The UC retirement fund is a relatively small fraction of the total market, and when UC RSP sold stocks of fossil fuel companies, somebody else bought that stock. Nevertheless, it does raise the question: Will divesting from fossil fuel companies accelerate the path to decarbonization of the economy? Where will the technology that will change our lives come from? Will it come from an entirely different sector, or could it also come from leading companies in this sector?
Outright divesting should be contrasted to an alternative approach, let’s call it selective divesting. Consider the fossil fuel sector as a whole. Within the sector, there are leading companies that are innovating, investing in new technologies, and there are lagging companies that are falling behind and continuing their dirty practices. Divesting from all of them is one possibility. An alternative would be to divest only from the laggards and reallocate this capital to the leaders. This approach of selective divesting and tilting may be desirable for an ESG-motivated investor because (a) it would reward companies that invest in transformative technologies and (b) it would penalize companies that do not adopt. This approach effectively blends divestment with engagement. The bottom line: Is indiscriminate divestment from fossil fuel the best way to accelerate progress or is the alternative approach of selective divesting and rewarding change a more effective approach to realizing our sustainability goals?

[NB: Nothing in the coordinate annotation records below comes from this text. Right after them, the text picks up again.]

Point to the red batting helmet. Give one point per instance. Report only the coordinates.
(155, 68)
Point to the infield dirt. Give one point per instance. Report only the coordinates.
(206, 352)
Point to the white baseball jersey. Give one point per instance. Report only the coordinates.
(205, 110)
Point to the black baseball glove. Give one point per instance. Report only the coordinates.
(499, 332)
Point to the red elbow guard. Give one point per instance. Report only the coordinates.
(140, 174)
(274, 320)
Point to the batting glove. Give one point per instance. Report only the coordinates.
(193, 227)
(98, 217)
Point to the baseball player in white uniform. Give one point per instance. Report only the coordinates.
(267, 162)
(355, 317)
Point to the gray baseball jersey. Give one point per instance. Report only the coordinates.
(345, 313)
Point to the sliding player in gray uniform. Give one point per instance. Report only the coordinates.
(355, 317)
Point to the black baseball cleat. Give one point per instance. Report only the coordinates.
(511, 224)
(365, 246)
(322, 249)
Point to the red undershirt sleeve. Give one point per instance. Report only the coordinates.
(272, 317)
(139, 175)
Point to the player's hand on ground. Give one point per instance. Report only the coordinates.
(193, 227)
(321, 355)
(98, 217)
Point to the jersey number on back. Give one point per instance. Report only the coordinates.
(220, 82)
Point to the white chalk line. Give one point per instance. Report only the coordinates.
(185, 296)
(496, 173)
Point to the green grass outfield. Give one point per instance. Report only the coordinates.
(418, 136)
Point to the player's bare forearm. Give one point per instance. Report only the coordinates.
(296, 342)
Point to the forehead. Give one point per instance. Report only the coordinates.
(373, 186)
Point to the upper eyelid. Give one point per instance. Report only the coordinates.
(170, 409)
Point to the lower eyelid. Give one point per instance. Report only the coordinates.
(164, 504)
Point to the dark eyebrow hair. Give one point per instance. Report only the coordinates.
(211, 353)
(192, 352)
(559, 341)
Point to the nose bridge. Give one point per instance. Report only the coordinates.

Wall Street Journal columnist James Mackintosh argued an investor’s role is to make a return within an acceptable level of risk, not push for change. He said it’s more effective to push change at companies through consumer actions, through buying power, or through government. What do you think?
Consumers and investors can be a force for change. ESG-motivated investors are asking for more transparency and verifiable data that they can use to make more informed investment decisions. Consumers are also asking for more transparency, and more reliable, verifiable and standardized data to inform their consumption choices. I believe that change could come from anywhere.
With respect to lawmakers, I agree that they have the power to drive change. For example, as many economists have been arguing for years, introducing a carbon tax in the corporate tax code would effectively change the incentives and behavior of companies by internalizing the negative externalities of carbon emissions. But still, measurement issues may hamper the effectiveness. Suppose we introduce a carbon tax, we still need to measure carbon emissions. Should the measure of carbon emissions include only direct emissions and emissions resulting from the company’s energy use—known as Scope 1 and 2 emissions? Or, should the measure also include Scope 3 emissions, those resulting from activities that the organization indirectly impacts in its value chain? While Scope 3 emissions often account for the biggest part of a company’s emissions, they are also the hardest to measure.
What are you most optimistic about right now in terms of ESG investing?
I think over time, we will have more transparency and more tools that will allow everyday investors to invest with their values and to be more aware of what they’re investing in. And we’re going to have more and better data that will allow us to overcome the measurement challenges, monitor corporate impact, align management incentives with long-term sustainability goals, and facilitate the allocation of capital in ideas and technologies that will drive change for good.
I also think we’ll have the technology required for individual investors to be more active participants in corporate decision-making. For example, I think it’s a matter of time before pass-through voting becomes available to every individual investor. A bit of context: Many of us individual investors participate in the stock market through index funds offered by large asset managers. Stock indexing has enabled us to get access to diversified portfolios at a low cost. The Big 3 asset managers—Vanguard, BlackRock, and State Street—dominate the field, with a collective >80% share of index fund assets. The Big 3 alone manage $20 trillion in assets.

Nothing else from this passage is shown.